Heretic hat geschrieben: 24. Jan 2020, 10:44
lovecraftFTW hat geschrieben: 23. Jan 2020, 03:00den Begriff "overacting" verbinde ich auch so gar nicht mit Japan, viel eher mit Deutschland.
Das kann ich nicht nachvollziehen. In vielen asiatischen Filmen gibt es eine oder mehrere Charaktere, die stark überzeichnet sind (meist der Comic Relief). Das geht teilweise schon in Richtung Slapstick. Das deutsche Kino wird oft als gestelzt oder theatralisch empfunden, aber Overacting würde ich nicht als typisch deutsch einordnen. Til Schweiger-Komödien oder Klamauk wie "Fack ju Göhte" mal ausgenommen.
Das variiert aber unglaublich stark.
Ich schaue seit über 20 Jahren mit Vorliebe Japanische/Asiatische Spielfilme eben weil die Schauspieler da so zurück genommen und "normal" agieren.

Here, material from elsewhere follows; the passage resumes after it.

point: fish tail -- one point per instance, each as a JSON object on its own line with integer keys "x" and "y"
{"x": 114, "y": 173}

Dahingehend kommen mir tatsächlich viele Handlungsweisen von Figuren in westlichen Filmen sehr übertrieben vor.
Japan ist nicht nur schrill und überdreht wie es viele Westler immer wieder glauben, sondern vor allem erstaunlich ruhig und zurückgenommen.
Selbst in Tokio selbst wenn man mal die Hotspots außer acht lässt. Das hat mich schon erstaunt.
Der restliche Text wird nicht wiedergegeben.